A few questions if you don't mind.

It has a spindle sander fitted to the spindle moulder. Is this a standard part? If yes, where do I get belts? If not where is a good source for belts or how do I make them?

I have some spindle moulder bits, but read 30mm ones are a better bet. Can someone draw me a diagram of "top hat" bushes with sizes, so I can get some made?

Is it possible to fit an adaptor to the morticer to enable the use of chisel morticing bits?

Your help would be greatly appreciated, Cheers John.
 
jmee54":1ojc972b said:
Hi, I am a newbie with a Kity K5.

A few questions if you don't mind.

It has a spindle sander fitted to the spindle moulder. Is this a standard part? If yes, where do I get belts? If not where is a good source for belts or how do I make them?

I have some spindle moulder bits, but read 30mm ones are a better bet. Can someone draw me a diagram of "top hat" bushes with sizes, so I can get some made?

Is it possible to fit an adaptor to the morticer to enable the use of chisel morticing bits?

Your help would be greatly appreciated, Cheers John.

Hi John

Which model do you have? The original had splayed legs followed by straight legs in beige colour. last befor the bestcombi was red and green.
I have a manual in pdf format along with the accessories list at the time if of any help to you, just pm me with your email address.

Sander: I asume you mean a bobbin sander which was an accessory. I have one and the correct size belts were available from screwfix at one stage but don't know now. I find it to be too small to be of much use tbh
Might be possible to glue up your own belts with a bit of thought, I know there are instructions around for making belt sander belts and it's the same principle.

Moulder bits: Presumably you mean french head cutters? these will be dictated by the size of the moulder shaft slot. You can buy a moulder block probably around 70mm dia.
Top hat bushes: I've seen them on ebay

Mortice bits: These were available as a set basically like a coarse spiral drill bit and work pretty well. NOTE that they are opposite cut to a normal bit as the chuck turns in the same rotation as the planer block.

Hope that helps

Bob
 
If you do up the 20mm spindle tooling to 30mm you will need a very small block as once you fit knives into the block the overall dia will be quite large and may not fot the table opening or hood. These are tophats, you would need the OD 30mm and the ID to fit the spindle (20mm I assume)

http://www.whitehill-tools.com/catalogu ... 4&c2id=115

No you can't fit hollow chisel bits to the morticer. As said you need L/H cutting bits, these should still be available as they fit the current Combi2000, have a word with NMA

http://nmatools.co.uk/

J
 
Thanks guys, mine is the straight legged beige machine. I will try NMA tools, I hadn't found them.
I think I have the manuals, they came with the machine. I'm glad you said the rotation is in reverse, I didn't realise that and having no attached the belt to that yet I would have been scratching my head! As I said I'm new to this!
 
jmee54":35lhn74l said:
Thanks guys, mine is the straight legged beige machine. I will try NMA tools, I hadn't found them.
I think I have the manuals, they came with the machine. I'm glad you said the rotation is in reverse, I didn't realise that and having no attached the belt to that yet I would have been scratching my head! As I said I'm new to this!
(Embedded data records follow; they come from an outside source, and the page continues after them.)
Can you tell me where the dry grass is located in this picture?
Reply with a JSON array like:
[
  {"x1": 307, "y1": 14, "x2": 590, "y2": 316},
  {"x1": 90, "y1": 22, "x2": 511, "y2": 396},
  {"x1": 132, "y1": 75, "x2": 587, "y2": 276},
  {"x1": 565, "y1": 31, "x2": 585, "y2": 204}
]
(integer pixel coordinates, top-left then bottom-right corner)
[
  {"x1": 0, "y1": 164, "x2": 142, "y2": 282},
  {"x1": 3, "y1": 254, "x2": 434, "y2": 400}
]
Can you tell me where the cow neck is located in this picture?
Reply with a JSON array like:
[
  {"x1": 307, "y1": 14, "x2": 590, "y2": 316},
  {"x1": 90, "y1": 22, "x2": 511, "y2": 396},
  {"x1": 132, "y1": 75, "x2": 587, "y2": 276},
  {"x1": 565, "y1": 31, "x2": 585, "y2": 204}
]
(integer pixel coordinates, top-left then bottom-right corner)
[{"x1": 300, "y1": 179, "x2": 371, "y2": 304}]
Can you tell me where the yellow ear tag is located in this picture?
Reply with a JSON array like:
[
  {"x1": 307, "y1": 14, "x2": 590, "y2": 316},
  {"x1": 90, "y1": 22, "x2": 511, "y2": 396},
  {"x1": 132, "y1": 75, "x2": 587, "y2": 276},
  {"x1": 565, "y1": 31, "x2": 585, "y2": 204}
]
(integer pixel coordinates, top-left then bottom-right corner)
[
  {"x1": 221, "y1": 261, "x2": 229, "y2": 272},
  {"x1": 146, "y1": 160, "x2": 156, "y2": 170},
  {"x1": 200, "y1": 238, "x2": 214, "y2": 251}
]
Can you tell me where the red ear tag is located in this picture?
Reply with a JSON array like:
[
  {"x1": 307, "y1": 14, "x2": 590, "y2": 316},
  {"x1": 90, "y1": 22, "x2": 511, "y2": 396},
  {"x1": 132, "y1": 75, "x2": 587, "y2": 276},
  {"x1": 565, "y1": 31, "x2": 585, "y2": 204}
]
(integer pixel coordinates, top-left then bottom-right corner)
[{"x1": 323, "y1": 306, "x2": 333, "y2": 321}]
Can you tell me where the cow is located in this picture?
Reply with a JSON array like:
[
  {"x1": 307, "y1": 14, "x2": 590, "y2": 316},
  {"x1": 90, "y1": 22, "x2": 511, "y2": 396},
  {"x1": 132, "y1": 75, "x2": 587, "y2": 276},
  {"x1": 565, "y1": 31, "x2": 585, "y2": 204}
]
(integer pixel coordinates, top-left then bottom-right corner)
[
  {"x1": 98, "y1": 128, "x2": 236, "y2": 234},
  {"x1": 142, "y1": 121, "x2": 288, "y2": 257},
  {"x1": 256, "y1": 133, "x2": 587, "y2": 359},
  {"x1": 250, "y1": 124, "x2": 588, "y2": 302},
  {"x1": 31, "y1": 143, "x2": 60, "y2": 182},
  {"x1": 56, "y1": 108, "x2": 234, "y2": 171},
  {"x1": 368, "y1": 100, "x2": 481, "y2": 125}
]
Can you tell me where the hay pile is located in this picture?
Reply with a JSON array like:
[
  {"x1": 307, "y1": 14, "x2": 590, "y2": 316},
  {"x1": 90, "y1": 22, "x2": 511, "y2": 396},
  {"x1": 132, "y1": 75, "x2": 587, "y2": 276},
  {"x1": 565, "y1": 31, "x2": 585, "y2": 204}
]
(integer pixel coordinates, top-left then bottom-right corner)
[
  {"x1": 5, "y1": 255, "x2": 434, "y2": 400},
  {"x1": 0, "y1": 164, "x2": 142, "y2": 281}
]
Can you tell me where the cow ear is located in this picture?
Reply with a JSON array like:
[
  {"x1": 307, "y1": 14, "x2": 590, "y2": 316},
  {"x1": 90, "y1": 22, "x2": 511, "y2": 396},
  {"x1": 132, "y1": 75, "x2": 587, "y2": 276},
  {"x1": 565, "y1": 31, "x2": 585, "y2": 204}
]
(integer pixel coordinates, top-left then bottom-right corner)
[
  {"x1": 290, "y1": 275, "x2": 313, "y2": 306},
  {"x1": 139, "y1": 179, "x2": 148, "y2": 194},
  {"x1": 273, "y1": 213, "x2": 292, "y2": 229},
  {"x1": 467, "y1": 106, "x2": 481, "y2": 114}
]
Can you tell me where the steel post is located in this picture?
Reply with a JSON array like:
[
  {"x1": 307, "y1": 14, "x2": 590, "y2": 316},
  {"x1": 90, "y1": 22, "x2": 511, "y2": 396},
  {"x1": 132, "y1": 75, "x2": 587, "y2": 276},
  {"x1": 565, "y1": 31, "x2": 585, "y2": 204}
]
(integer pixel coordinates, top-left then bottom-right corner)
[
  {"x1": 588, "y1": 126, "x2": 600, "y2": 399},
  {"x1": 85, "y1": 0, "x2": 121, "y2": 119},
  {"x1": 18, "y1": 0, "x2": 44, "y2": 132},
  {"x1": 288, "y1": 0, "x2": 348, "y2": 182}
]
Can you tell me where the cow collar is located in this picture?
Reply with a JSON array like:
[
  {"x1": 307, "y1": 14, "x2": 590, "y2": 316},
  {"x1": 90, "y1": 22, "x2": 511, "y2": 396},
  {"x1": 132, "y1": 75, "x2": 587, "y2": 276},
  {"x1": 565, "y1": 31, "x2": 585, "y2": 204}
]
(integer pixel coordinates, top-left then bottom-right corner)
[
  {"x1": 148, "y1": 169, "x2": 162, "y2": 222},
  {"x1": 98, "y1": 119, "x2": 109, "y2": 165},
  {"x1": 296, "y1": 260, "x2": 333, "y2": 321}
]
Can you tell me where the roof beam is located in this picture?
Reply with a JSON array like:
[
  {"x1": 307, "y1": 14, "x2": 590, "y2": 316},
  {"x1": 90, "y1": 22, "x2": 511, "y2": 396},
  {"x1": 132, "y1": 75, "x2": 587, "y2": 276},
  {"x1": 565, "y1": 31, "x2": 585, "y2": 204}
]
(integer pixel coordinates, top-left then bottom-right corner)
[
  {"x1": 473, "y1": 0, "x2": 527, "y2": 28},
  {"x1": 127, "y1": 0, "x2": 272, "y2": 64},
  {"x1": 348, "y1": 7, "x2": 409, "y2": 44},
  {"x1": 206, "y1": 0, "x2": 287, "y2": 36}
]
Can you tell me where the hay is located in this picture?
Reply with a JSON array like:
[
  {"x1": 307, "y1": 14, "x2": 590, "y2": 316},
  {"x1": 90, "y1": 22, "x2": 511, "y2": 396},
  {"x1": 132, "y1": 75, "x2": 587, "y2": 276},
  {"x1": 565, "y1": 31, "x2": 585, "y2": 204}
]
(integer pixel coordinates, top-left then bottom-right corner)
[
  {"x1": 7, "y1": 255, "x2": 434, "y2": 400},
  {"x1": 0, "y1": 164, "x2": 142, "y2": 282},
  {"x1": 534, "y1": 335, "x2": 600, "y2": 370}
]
A good 25 year old machine then. Mine is the same model bought in 1987 and Kity changed colours and name a couple of years later. Great little machione given it's limitations and mine gets hauled out regularly when I need some quick cuts as I have to keep my large machines covered up most of the time. The morticer is dead simple to use. BTW You're lucky to get a 5 function machine as most were sold without the mortice attachment.

If it hasn't been used for a while it would be worth giving it a really good clean and grease up before you use it as most parts are now unobtainable.

Have fun with it but I suggest you read the manual carefully as well as any books or web info you can find on safe operation of the various general functions, ( not just K5 related ). It might be a small machine but it's very definately capable of cutting your digits off if you are careless.